I am running a differential centrifugation to try to isolate membrane, nuclear, and cytosolic proteins all at once. have a question about where the cytochrome P450 enzymes would be...
The protocol is as follows:
(1) Place 200mg (0.2g) tissue samples in 13ml round-bottom tubes.
(2) Add 100uL of PI to 10ml of homogenizing buffer
(3) Homogenize in 5X (w/v) 1mL of homogenizing buffer (containing protease inhibitor, 100μl per 10 ml buffer).(1mL *8samples =8ml)

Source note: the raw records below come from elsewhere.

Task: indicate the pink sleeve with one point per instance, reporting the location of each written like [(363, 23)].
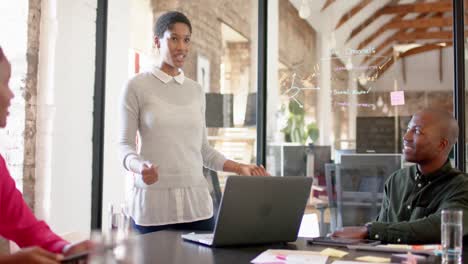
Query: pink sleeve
[(18, 223)]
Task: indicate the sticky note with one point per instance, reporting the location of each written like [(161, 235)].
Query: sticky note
[(333, 253), (374, 259), (397, 98)]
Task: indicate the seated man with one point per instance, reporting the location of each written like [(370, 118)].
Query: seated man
[(17, 222), (414, 197)]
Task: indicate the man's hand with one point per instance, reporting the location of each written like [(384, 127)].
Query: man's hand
[(149, 173), (35, 255), (252, 170), (79, 247), (358, 232)]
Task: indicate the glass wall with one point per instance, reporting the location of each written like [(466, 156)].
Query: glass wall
[(222, 58), (344, 78)]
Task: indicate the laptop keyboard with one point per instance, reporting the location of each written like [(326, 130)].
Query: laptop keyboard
[(202, 238)]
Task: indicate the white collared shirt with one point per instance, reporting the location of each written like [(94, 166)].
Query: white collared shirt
[(169, 114), (165, 78)]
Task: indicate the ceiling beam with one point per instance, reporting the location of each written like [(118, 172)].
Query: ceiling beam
[(394, 37), (443, 6), (369, 20), (348, 15), (412, 36), (420, 23), (327, 4), (425, 48)]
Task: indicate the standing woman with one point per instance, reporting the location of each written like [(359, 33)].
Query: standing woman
[(168, 111), (39, 244)]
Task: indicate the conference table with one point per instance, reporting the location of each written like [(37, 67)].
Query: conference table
[(168, 247)]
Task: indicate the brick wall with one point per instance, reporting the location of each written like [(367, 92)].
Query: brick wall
[(30, 95), (206, 17)]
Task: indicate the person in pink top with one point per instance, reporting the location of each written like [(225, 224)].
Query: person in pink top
[(17, 222)]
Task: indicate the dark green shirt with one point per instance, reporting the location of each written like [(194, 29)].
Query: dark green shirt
[(412, 205)]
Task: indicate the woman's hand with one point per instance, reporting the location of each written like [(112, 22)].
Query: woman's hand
[(252, 170), (79, 247), (35, 255), (149, 173), (355, 232)]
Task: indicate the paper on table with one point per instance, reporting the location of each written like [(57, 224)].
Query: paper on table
[(374, 259), (289, 257), (348, 262), (333, 253), (309, 226)]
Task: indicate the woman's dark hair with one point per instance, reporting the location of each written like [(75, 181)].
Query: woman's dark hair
[(2, 55), (167, 20)]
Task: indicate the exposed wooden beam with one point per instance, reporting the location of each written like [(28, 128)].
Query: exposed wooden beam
[(327, 4), (412, 36), (443, 6), (425, 48), (348, 15), (441, 65), (420, 23), (377, 33), (369, 20), (381, 59), (392, 37)]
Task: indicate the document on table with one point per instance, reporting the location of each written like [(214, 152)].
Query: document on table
[(289, 257)]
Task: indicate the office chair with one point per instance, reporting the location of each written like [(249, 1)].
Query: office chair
[(355, 194)]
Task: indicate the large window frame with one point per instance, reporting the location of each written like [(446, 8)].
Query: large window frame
[(99, 103)]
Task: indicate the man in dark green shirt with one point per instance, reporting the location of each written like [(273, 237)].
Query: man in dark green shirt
[(414, 197)]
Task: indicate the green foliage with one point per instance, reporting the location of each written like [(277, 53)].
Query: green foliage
[(296, 130)]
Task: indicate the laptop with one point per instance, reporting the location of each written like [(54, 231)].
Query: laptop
[(258, 210)]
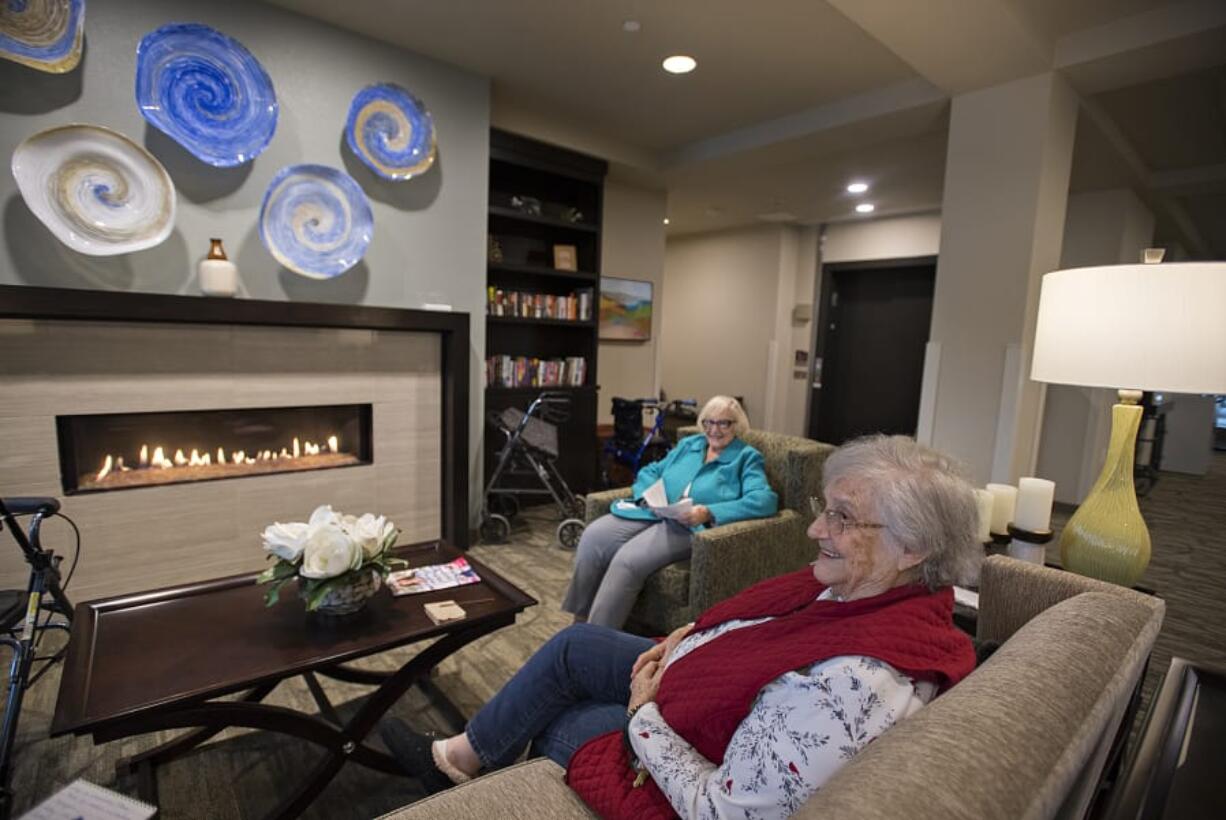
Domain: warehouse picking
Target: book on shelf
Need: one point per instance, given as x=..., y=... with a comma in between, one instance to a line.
x=573, y=307
x=530, y=372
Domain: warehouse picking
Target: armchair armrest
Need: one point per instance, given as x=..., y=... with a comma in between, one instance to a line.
x=597, y=504
x=732, y=557
x=1012, y=592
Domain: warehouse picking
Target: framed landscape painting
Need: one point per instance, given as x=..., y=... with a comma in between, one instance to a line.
x=625, y=309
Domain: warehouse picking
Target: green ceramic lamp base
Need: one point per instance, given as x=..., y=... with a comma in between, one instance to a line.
x=1106, y=538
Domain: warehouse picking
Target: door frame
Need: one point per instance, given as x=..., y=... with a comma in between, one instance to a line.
x=822, y=315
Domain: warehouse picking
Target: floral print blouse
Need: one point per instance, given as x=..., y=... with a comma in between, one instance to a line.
x=803, y=727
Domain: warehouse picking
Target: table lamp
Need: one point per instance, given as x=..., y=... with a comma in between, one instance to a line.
x=1133, y=327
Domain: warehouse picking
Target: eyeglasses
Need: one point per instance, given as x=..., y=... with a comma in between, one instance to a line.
x=839, y=521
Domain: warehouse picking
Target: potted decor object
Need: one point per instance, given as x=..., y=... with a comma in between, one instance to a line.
x=218, y=277
x=340, y=560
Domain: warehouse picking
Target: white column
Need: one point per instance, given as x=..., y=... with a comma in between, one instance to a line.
x=1010, y=150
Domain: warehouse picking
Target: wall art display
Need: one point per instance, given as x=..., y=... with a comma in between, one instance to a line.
x=99, y=193
x=625, y=309
x=207, y=92
x=44, y=34
x=390, y=130
x=315, y=221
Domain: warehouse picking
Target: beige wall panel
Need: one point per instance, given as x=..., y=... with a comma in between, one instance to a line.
x=411, y=498
x=395, y=356
x=148, y=537
x=408, y=433
x=87, y=348
x=23, y=451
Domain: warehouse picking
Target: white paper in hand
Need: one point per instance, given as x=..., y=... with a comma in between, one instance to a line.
x=657, y=500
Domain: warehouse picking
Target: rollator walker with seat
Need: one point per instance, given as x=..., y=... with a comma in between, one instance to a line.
x=531, y=451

(4) Take 1-1.5 ml of homogenate and put into a 1.5 ml tube.
(5) Centrifuge at 3000 x g (rcf) for 10 min at 4°C.
(6) Add supernatant to an ultracentrifuge tube.
(7) Add more homogenizing buffer (without protease inhibitor) to fill at least ¾ of tube.

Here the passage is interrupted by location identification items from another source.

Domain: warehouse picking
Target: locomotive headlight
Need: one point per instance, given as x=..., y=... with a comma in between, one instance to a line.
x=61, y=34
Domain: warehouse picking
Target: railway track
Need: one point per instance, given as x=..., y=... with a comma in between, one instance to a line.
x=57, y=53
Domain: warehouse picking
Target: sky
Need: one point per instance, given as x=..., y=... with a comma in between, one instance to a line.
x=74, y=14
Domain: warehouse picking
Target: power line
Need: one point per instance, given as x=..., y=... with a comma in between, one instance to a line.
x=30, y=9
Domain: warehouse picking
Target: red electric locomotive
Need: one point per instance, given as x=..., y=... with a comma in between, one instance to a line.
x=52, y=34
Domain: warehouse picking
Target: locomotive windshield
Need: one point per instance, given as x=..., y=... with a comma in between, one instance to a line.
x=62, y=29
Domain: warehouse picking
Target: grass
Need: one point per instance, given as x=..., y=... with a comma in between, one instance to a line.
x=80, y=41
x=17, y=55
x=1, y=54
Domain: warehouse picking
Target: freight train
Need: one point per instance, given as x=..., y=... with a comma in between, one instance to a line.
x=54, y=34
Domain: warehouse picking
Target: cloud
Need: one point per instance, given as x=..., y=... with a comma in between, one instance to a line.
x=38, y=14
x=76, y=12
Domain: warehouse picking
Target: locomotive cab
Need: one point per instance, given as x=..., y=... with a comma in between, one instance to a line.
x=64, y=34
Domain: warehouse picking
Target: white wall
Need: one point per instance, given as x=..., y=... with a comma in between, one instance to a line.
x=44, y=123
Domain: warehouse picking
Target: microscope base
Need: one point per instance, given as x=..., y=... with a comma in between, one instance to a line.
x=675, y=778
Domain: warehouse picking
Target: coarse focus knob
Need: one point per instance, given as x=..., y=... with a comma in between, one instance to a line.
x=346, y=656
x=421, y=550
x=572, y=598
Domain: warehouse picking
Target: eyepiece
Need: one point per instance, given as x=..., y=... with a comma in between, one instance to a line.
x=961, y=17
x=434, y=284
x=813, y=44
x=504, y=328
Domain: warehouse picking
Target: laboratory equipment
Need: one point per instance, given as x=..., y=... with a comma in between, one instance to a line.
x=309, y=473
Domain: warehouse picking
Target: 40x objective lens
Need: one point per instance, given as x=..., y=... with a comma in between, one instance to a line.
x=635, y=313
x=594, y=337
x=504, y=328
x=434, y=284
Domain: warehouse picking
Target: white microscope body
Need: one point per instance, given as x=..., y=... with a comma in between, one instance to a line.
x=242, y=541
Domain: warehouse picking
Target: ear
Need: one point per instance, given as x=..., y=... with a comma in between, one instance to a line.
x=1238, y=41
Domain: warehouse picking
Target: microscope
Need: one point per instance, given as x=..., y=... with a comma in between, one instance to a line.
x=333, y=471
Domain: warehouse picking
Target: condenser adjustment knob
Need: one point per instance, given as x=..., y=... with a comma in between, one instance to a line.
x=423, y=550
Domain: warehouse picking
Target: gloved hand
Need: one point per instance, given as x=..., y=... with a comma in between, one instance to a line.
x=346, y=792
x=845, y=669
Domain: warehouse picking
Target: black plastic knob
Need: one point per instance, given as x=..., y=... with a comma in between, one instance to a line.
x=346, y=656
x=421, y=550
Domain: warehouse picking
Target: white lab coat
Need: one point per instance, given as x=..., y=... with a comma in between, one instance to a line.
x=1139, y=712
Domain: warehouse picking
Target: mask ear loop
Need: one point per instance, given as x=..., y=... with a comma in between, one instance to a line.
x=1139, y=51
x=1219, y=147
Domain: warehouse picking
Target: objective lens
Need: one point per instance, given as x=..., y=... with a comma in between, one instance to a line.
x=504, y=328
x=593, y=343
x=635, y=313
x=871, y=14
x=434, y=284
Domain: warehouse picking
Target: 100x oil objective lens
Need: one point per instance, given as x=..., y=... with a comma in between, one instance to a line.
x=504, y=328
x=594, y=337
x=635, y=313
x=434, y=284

(7) Centrifuge supernatant (in ultracentrifuge tubes) at 33,000 x g for 60 min at 4°C.
(8) Resuspend pellet in 300-500μL buffer. This is the membrane protein fraction. Store at -80°C
(9) From centrifuge the resulting supernatant is the cytosolic fraction; take 1.5 ml.
So there is an initial 3000xg spin followed by a 33,000xg spin. What I'm wondering is after the final spin, would the cytochrome P450s be in the membrane pellet or in the cytosol? A colleague of mine and I had a discussion about this and I was thinking pellet because the cyp's are membrane bound.